On 12.07.13 10:27:56, Ingo Molnar wrote:
> 
> * Robin Holt <holt@....com> wrote:
> 
> > [...]
> > 
> > With this patch, we did boot a 16TiB machine.  Without the patches, the 
> > v3.10 kernel with the same configuration took 407 seconds for 
> > free_all_bootmem.  With the patches and operating on 2MiB pages instead 
> > of 1GiB, it took 26 seconds so performance was improved.  I have no feel 
> > for how the 1GiB chunk size will perform.
> 
> That's pretty impressive.
> 
> It's still a 15x speedup instead of a 512x speedup, so I'd say there's 
> something else being the current bottleneck, besides page init 
> granularity.
> 
> Can you boot with just a few gigs of RAM and stuff the rest into hotplug 
> memory, and then hot-add that memory? That would allow easy profiling of 
> remaining overhead.
> 
> Side note:
> 
> Robert Richter and Boris Petkov are working on 'persistent events' support 
> for perf, which will eventually allow boot time profiling - I'm not sure 
> if the patches and the tooling support is ready enough yet for your 
> purposes.

The latest patch set is still this:

 git://git.kernel.org/pub/scm/linux/kernel/git/rric/oprofile.git persistent-v2

It requires the perf subsystem to be initialized first which might be
too late, see perf_event_init() in start_kernel(). The patch set is
currently also limited to tracepoints only.

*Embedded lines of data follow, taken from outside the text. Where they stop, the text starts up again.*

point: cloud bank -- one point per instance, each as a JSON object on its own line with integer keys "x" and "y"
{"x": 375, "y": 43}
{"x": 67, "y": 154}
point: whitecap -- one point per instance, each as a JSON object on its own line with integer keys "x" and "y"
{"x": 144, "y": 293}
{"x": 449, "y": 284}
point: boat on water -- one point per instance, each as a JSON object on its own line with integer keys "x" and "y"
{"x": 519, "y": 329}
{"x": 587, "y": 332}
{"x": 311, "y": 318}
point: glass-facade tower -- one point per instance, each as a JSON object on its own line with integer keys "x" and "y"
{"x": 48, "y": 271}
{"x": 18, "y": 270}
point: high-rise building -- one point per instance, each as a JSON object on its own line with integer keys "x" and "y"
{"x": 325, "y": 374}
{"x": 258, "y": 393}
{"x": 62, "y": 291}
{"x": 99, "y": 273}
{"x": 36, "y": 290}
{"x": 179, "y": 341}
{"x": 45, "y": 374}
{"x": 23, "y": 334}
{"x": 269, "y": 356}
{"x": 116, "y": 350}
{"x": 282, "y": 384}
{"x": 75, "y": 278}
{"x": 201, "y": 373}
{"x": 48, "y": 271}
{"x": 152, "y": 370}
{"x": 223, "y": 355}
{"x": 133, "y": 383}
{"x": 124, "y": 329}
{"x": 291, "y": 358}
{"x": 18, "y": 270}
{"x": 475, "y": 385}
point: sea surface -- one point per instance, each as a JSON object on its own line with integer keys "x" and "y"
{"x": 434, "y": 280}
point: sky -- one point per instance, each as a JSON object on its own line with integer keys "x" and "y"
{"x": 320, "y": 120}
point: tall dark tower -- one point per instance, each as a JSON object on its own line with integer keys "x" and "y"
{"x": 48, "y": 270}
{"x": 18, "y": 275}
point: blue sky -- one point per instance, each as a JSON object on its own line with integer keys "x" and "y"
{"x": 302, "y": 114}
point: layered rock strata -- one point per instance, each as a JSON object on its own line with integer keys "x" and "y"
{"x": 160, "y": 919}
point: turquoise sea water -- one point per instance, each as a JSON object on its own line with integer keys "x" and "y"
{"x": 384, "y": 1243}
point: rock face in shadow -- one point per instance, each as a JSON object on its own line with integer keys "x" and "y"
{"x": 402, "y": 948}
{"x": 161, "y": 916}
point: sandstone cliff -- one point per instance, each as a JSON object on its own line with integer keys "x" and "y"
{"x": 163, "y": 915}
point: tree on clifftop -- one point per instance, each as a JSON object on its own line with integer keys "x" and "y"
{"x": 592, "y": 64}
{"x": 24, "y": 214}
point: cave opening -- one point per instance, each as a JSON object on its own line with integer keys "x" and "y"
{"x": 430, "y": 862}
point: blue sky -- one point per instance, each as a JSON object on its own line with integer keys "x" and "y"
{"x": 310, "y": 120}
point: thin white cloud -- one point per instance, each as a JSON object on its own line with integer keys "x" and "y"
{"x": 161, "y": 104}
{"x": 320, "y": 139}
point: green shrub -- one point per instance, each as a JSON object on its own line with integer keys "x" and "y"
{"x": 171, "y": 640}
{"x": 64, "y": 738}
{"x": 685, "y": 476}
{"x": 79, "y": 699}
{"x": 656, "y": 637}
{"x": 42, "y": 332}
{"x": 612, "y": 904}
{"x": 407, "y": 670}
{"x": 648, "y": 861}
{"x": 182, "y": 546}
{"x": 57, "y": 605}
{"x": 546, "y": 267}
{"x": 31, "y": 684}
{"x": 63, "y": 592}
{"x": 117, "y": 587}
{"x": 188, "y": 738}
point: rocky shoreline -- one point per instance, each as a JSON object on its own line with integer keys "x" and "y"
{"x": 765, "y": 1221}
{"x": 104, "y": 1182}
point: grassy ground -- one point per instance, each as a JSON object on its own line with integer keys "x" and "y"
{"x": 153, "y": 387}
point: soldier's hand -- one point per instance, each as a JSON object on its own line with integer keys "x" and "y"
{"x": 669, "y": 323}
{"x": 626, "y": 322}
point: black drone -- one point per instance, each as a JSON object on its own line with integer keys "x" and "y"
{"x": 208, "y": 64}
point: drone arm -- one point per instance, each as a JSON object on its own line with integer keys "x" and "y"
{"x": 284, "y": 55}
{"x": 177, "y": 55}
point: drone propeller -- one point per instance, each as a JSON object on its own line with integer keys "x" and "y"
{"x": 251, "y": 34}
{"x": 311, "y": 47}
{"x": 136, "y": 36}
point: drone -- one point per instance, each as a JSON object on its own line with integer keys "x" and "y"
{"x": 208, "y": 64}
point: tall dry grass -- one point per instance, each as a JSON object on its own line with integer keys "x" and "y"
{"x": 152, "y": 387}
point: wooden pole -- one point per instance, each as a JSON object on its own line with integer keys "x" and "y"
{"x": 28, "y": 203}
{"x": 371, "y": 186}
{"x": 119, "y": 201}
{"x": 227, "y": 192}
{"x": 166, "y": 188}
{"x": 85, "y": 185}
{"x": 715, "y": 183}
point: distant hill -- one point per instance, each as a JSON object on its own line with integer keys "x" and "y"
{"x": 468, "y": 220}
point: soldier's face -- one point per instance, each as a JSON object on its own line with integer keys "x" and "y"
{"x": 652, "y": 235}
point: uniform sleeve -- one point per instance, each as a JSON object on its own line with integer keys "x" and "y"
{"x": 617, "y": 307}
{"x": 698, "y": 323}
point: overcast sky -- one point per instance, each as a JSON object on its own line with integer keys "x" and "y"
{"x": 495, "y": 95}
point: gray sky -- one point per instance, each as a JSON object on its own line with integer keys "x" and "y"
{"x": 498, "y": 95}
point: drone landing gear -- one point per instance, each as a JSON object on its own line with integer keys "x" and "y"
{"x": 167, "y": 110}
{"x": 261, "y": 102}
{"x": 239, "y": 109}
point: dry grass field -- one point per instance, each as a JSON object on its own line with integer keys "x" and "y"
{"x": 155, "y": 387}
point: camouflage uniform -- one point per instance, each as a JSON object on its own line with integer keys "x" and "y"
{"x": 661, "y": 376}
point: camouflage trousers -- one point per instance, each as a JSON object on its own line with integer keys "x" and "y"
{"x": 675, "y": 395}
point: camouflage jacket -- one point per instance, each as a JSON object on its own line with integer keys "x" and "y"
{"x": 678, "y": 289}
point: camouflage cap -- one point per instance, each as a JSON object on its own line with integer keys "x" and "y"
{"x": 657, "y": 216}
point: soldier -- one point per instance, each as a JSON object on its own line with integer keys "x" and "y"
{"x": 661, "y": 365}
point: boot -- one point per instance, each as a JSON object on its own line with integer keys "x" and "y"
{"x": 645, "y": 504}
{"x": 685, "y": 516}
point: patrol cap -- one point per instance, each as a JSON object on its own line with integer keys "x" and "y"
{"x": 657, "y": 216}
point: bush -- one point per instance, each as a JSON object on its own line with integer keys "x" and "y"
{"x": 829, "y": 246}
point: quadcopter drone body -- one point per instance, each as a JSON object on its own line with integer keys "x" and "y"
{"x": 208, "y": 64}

If this is sufficient for you, you might register persistent events
with the function perf_add_persistent_event_by_id(), see
mcheck_init_tp() how to do this. Later you can fetch all samples with:

 # perf record -e persistent/<tracepoint>/ sleep 1

> Robert, Boris, the following workflow would be pretty intuitive:
> 
>  - kernel developer sets boot flag: perf=boot,freq=1khz,size=16MB
> 
>  - we'd get a single (cycles?) event running once the perf subsystem is up
>    and running, with a sampling frequency of 1 KHz, sending profiling
>    trace events to a sufficiently sized profiling buffer of 16 MB per
>    CPU.

I am not sure about the event you want to setup here, if it is a
tracepoint the sample_period should be always 1. The buffer size
parameter looks interesting, for now it is 512kB per cpu per default
(as perf tools setup the buffer).

> 
>  - once the system reaches SYSTEM_RUNNING, profiling is stopped either
>    automatically - or the user stops it via a new tooling command.
> 
>  - the profiling buffer is extracted into a regular perf.data via a
>    special 'perf record' call or some other, new perf tooling 
>    solution/variant.

See the perf-record command above...

> 
>    [ Alternatively the kernel could attempt to construct a 'virtual'
>      perf.data from the persistent buffer, available via /sys/debug or
>      elsewhere in /sys - just like the kernel constructs a 'virtual' 
>      /proc/kcore, etc. That file could be copied or used directly. ]
> 
>  - from that point on this workflow joins the regular profiling workflow: 
>    perf report, perf script et al can be used to analyze the resulting
>    boot profile.

Ingo, thanks for outlining this workflow. We will look how this could
fit into the new version of persistent events we currently working on.